Assume Proteins A, B and C are members of a cellular pathway that is related to a certain disease. The concentration of these protein was measured in \(n=5000\) patients.
Read the corresponding data study2.csv into the R-environment.
X = read.table("data/study2.csv", sep=";", header=TRUE)
str(X)
## 'data.frame': 500 obs. of 3 variables:
## $ Protein.A: num 10.7 11.7 10.3 11.9 10 ...
## $ Protein.B: num 13.5 14.8 12.8 14.4 13.2 ...
## $ Protein.C: num 7.06 7.34 8.73 6.53 7.68 ...
Make scatter plots of each pair of proteins (plot).
plot(X)
Determine Pearson’s correlation between each pair of proteins (cor.test).
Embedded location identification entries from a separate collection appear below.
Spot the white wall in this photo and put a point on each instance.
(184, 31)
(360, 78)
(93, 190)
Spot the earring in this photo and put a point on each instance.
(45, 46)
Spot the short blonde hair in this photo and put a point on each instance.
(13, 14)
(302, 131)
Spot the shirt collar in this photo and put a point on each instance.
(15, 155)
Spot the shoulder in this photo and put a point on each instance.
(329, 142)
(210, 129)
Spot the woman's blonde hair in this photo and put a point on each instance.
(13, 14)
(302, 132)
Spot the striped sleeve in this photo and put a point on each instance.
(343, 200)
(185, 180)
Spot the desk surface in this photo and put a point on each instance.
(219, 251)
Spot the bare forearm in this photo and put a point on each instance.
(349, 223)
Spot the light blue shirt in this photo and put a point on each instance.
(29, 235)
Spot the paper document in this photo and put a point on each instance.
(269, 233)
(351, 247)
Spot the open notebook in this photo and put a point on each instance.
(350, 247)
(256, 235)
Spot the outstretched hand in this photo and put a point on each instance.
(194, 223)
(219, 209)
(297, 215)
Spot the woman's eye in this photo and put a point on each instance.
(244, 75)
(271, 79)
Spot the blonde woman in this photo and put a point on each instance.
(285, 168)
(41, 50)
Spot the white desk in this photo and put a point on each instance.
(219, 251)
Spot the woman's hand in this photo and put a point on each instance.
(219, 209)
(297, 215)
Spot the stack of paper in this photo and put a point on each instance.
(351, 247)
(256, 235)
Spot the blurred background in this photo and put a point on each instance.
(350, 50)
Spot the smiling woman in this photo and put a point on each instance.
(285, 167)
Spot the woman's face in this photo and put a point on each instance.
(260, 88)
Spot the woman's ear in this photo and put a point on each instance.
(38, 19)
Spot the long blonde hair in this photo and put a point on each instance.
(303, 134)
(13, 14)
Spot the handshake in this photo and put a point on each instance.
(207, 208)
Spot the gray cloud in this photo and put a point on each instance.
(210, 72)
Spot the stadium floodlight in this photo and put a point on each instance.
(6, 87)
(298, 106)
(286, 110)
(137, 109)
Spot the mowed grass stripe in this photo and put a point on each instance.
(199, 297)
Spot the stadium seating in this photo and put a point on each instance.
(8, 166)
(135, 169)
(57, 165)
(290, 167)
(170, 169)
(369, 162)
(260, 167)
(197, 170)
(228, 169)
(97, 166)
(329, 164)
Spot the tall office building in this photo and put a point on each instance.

cor.test(X$Protein.A, X$Protein.B)
cor.test(X$Protein.A, X$Protein.C)
cor.test(X$Protein.B, X$Protein.C)
##
## Pearson's product-moment correlation
##
## data: X$Protein.A and X$Protein.B
## t = 50.271, df = 498, p-value < 2.2e-16
## alternative hypothesis: true correlation is not equal to 0
## 95 percent confidence interval:
## 0.8982970 0.9273551
## sample estimates:
## cor
## 0.9139905
##
##
## Pearson's product-moment correlation
##
## data: X$Protein.A and X$Protein.C
## t = 1.9296, df = 498, p-value = 0.05423
## alternative hypothesis: true correlation is not equal to 0
## 95 percent confidence interval:
## -0.00155775 0.17253187
## sample estimates:
## cor
## 0.08614461
##
##
## Pearson's product-moment correlation
##
## data: X$Protein.B and X$Protein.C
## t = 0.28971, df = 498, p-value = 0.7722
## alternative hypothesis: true correlation is not equal to 0
## 95 percent confidence interval:
## -0.0747947 0.1005572
## sample estimates:
## cor
## 0.01298103
L1 = lm(X$Protein.B ~ X$Protein.A)
Evaluate the summary over the linear model to check the goodness of fit.
summary(L1)
##
## Call:
## lm(formula = X$Protein.B ~ X$Protein.A)
##
## Residuals:
## Min 1Q Median 3Q Max
## -1.41408 -0.30749 0.00183 0.28727 1.33353
##
## Coefficients:
## Estimate Std. Error t value Pr(>|t|)
## (Intercept) 4.03927 0.17893 22.57 <2e-16 ***
## X$Protein.A 0.89633 0.01783 50.27 <2e-16 ***
## ---
## Signif. codes: 0 '***' 0.001 '**' 0.01 '*' 0.05 '.' 0.1 ' ' 1
##
## Residual standard error: 0.4258 on 498 degrees of freedom
## Multiple R-squared: 0.8354, Adjusted R-squared: 0.835
## F-statistic: 2527 on 1 and 498 DF, p-value: < 2.2e-16
Do you know the meaning behind each section of summary?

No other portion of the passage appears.